Papua Neuguinea

Im dampfenden Dschungel

Nur wenige Kinder besuchen eine Schule

Am Karawari lebten bis in die 60er Jahre Kannibalen

Erst seit etwa zwei Generationen gibt es Dörfer am Fluss. Fotos: smk

Über wolkenverhangene Bergketten hinweg, vorbei an dicht bewachsenen Hängen geht das Kleinflugzeug runter und nähert sich dem Karawari, einem südlichen Nebenfluss des Sepik. Wie ein Mäanderband schlängelt er sich durch dichten Flachlanddschungel. Der Fluss ist Lebensader und Wasserstraße. Gefahren wird meist in Einbäumen. Von oben lugen Hütten auf Lichtungen hervor. Hier und dort steigt Rauch auf. Wie aus dem Nichts erscheint ein Airstrip. Die Maschine schwenkt ein und setzt auf.

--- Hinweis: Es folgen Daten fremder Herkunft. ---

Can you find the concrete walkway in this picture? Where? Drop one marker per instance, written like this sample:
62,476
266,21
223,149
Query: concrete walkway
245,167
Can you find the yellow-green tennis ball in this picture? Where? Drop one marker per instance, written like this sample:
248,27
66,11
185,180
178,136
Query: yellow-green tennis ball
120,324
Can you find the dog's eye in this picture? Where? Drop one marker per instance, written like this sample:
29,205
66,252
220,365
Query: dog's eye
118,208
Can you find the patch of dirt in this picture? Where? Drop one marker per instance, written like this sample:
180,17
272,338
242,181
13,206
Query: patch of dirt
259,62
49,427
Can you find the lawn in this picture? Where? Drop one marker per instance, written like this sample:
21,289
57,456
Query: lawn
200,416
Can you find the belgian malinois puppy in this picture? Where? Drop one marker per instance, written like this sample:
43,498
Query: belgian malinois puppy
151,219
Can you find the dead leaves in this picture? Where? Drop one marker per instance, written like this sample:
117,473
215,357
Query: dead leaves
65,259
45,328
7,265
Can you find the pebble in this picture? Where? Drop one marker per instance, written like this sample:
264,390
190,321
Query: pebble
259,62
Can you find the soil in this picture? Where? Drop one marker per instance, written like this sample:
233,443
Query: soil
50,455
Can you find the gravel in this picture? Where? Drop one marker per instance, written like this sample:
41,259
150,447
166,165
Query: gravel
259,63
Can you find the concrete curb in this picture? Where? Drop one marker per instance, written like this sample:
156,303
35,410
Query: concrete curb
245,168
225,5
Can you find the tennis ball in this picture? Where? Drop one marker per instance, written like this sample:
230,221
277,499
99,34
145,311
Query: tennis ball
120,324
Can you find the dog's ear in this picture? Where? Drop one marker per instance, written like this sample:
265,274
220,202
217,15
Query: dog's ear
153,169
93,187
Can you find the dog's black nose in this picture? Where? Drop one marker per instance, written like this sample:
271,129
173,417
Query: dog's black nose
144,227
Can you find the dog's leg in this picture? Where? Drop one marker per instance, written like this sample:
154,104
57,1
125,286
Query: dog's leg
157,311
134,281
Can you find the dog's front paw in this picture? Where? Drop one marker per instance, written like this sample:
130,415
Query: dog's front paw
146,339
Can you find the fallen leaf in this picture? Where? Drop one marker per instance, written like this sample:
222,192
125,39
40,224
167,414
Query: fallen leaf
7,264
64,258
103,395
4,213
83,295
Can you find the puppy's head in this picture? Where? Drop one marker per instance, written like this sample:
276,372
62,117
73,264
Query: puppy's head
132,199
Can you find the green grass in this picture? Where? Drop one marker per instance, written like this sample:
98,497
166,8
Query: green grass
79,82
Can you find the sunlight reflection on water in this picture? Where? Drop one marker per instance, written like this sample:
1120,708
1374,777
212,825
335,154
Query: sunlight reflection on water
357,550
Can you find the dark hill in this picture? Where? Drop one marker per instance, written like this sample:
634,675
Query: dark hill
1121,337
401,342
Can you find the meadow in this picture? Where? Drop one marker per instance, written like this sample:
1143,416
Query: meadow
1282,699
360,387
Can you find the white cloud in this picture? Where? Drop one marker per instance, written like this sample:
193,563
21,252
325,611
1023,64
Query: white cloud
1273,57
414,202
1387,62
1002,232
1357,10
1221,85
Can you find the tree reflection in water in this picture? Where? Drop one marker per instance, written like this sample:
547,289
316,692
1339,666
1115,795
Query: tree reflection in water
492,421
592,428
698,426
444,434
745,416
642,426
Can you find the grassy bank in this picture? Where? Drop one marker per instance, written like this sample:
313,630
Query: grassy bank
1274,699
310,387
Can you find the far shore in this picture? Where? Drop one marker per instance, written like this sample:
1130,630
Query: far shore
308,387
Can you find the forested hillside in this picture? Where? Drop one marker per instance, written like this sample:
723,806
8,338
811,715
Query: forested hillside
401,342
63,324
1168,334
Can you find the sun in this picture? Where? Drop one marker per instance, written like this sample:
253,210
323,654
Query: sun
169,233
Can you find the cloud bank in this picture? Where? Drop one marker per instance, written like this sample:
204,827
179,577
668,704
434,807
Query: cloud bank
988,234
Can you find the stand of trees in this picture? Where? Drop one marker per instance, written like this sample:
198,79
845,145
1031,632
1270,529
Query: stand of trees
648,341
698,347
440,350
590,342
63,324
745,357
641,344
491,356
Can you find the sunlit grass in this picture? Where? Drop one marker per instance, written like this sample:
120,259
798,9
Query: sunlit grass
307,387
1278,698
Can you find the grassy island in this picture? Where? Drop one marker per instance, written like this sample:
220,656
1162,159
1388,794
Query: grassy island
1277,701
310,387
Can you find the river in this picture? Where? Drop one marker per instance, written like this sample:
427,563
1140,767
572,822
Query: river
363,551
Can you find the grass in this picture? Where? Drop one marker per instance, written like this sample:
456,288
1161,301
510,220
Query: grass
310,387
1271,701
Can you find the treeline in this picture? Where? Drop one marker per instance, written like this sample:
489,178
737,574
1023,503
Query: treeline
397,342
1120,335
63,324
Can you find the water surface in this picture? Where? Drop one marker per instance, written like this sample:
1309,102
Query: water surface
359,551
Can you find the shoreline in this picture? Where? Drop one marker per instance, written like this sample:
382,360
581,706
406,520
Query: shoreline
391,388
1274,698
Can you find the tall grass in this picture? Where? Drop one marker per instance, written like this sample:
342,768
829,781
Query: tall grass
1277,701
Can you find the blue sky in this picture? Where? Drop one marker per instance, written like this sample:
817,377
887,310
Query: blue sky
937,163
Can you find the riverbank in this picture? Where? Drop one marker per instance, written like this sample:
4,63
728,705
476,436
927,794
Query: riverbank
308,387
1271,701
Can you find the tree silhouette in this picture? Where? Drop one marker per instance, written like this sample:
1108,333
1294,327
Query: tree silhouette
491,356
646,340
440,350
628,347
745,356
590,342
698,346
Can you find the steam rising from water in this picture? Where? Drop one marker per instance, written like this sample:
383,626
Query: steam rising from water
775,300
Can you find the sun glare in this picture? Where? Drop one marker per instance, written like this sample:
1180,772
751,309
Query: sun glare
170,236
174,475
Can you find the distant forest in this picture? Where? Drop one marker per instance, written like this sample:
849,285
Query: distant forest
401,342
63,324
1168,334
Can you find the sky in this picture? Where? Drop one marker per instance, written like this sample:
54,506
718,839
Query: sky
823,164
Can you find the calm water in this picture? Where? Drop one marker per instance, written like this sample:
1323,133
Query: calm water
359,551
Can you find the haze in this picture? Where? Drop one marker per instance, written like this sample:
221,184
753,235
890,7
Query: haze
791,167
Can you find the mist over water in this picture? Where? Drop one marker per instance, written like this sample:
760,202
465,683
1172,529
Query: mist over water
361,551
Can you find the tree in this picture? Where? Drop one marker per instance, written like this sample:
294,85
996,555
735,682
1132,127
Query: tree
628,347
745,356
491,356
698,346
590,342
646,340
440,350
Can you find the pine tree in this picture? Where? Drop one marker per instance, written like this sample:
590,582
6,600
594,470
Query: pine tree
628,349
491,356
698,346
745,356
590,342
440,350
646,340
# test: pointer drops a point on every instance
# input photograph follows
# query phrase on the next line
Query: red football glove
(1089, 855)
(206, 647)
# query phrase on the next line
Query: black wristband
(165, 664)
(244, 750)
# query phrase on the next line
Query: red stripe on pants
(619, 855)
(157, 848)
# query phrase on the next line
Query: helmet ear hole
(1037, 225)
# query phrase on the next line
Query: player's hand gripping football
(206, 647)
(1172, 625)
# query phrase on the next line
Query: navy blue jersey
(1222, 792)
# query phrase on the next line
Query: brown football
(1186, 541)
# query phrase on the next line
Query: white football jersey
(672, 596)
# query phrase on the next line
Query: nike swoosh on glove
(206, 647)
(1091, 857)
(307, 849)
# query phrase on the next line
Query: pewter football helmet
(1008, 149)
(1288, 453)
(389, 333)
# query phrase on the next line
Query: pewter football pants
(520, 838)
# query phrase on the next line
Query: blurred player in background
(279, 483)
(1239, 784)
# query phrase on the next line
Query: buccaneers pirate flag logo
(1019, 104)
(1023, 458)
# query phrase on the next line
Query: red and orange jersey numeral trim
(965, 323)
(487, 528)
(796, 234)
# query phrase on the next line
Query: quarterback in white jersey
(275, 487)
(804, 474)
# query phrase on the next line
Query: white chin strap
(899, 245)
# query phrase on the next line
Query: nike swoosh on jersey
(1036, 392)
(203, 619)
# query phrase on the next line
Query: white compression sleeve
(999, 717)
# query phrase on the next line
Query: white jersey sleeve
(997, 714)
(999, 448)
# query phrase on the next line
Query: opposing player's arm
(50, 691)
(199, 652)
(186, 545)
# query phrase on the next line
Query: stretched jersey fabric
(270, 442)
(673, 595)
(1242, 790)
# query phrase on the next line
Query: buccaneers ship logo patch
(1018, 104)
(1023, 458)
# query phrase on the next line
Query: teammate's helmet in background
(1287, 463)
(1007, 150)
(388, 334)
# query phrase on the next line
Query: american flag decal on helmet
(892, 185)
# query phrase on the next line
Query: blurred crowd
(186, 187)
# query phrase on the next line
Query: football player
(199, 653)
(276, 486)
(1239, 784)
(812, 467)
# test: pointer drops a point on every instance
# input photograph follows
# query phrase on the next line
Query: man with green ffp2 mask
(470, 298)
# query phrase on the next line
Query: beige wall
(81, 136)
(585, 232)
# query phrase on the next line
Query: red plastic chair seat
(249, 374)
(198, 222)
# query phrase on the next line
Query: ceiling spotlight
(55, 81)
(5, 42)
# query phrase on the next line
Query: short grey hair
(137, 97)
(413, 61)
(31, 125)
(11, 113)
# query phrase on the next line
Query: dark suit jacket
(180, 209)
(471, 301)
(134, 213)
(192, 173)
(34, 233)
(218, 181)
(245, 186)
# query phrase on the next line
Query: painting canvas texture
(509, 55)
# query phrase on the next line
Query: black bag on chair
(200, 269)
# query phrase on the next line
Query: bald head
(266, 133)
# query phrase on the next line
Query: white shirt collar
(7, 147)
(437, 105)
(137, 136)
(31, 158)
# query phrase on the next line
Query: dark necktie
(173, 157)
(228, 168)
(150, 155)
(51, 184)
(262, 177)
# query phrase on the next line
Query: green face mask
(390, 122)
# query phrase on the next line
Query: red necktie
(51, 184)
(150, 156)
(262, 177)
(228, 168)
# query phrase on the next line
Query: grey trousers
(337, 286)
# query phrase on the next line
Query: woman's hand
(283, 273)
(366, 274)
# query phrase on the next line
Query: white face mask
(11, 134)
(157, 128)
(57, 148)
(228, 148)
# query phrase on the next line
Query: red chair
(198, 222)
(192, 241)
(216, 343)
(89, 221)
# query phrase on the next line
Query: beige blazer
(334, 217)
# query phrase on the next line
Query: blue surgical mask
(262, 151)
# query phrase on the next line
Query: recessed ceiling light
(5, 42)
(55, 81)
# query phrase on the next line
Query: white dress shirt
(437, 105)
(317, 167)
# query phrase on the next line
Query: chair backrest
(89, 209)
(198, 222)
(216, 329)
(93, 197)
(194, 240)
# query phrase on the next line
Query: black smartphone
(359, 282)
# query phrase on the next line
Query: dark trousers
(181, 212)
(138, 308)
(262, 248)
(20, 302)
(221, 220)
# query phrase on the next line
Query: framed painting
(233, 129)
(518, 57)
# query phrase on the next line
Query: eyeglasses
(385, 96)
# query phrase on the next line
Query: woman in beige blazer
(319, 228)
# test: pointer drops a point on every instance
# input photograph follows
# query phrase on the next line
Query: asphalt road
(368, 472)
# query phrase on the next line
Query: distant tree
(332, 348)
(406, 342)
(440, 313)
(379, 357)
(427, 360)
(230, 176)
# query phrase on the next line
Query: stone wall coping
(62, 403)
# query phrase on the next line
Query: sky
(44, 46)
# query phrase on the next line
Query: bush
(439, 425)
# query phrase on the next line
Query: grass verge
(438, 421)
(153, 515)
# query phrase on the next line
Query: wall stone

Als der Propeller stillsteht, öffnet sich die Tür zu einer wilden, fremden Welt – irgendwo im Nirgendwo. Gefühlt 100 Prozent Luftfeuchtigkeit schlagen einem ins Gesicht und die exotischsten Geräusche drängen ins Ohr; der Sound einer der entlegensten Regionen Papua Neuguineas. Es ist brütend heiß. Ringsherum nur dampfender Dschungel. Und der Karawari.

Bis in die 1960er Jahre war die Region fast völlig unbekannt. Und mit ihr die Bewohner, ihre Kultur und Schnitzkunst. Es sind die ältesten Kunst‧werke Neuguineas: abstrakt, expressiv, geheimnisvoll. Meist verkörpern sie Dämonen und halfen bei der Jagd – auch auf Menschen. Bei Erfolg schmierte man die Objekte mit Opferblut ein, erzählen die Männer im Dorf Tanganimbit. „Alle hier waren Kannibalen“, sagt Flussbewohner Paul, „bis in die 60er. Dann war Schluss.“ Zumindest offiziell. Von den alten Kannibalen lebt heute kaum noch jemand. „Die sind fast alle tot.“

Als Ruhe einkehrte und Menschenfleisch vom Speiseplan verschwand, zogen viele Dörfer von den Höhenzügen und aus dem Dschungel an den Fluss. „Zu Kannibalismuszeiten war das zu gefährlich“, sagt Paul. Viele Dörfer sind daher kaum älter als ein, zwei Generationen. Die Menschen ‧fischen oder bauen an: Tabak, Gemüse, Obst. Überschüsse werden auf Märkten verkauft. Wer kann, schnitzt oder flechtet, um zusätzlich Geld zu verdienen. Viel ist es nicht.

Rund 60 Dörfer existieren. Ein paar davon lernen Touristen auf Bootsausflügen kennen. In schnellen, wendigen Jetbooten befahren sie den Karawari, erkunden auch Nebenarme. Eine weitgehend ursprüngliche Welt. Unbekümmert planschen Kinder an den Ufern, lachen und winken, während riesige Nashornvögel und kreischende Papageien vorüberziehen. Stopps in Dörfern erlauben Gespräche, Blicke in ihren Alltag und in ihre Küchen.

Rund 300 Gäste aus aller Welt reisen pro Jahr hierher, erzählt Augus, Manager der Karawari Lodge. Er muss es wissen, es ist die einzige, dazu komfortable Unterkunft der Region. Auf einer Anhöhe, 100 Meter über dem Fluss, stehen die traditionell erbauten Gebäude: zehn Bungalows mit 20 Zimmern für bis zu 40 Personen. Der Panoramablick über den Fluss und das grenzenlose Dschungelmeer ist spektakulär und geradezu überwältigend in der Dämmerung, wenn Nebelschwaden über der Szenerie liegen. Eine Zauberwelt.

Faszinierend – für Touristen. Weniger für Einheimische anderer Gegenden. Ein Problem, wenn es um Lehrkräfte geht. „Kaum jemand von ihnen will hierherkommen“, sagt Noel, 29, Lehrer aus dem Dorf Manjamai. „Und wenn sie kommen, bleiben sie nicht lange.“ Nur wenige Kinder gehen zur Schule. Stattdessen spielen sie Fußball, hängen rum, hören Musik. Manchmal gucken sie auch Videos, wenn mal einer der in fast jedem Dorf vorhandenen Generatoren läuft. Und was wird so geguckt? „Rambo“, sagen sie.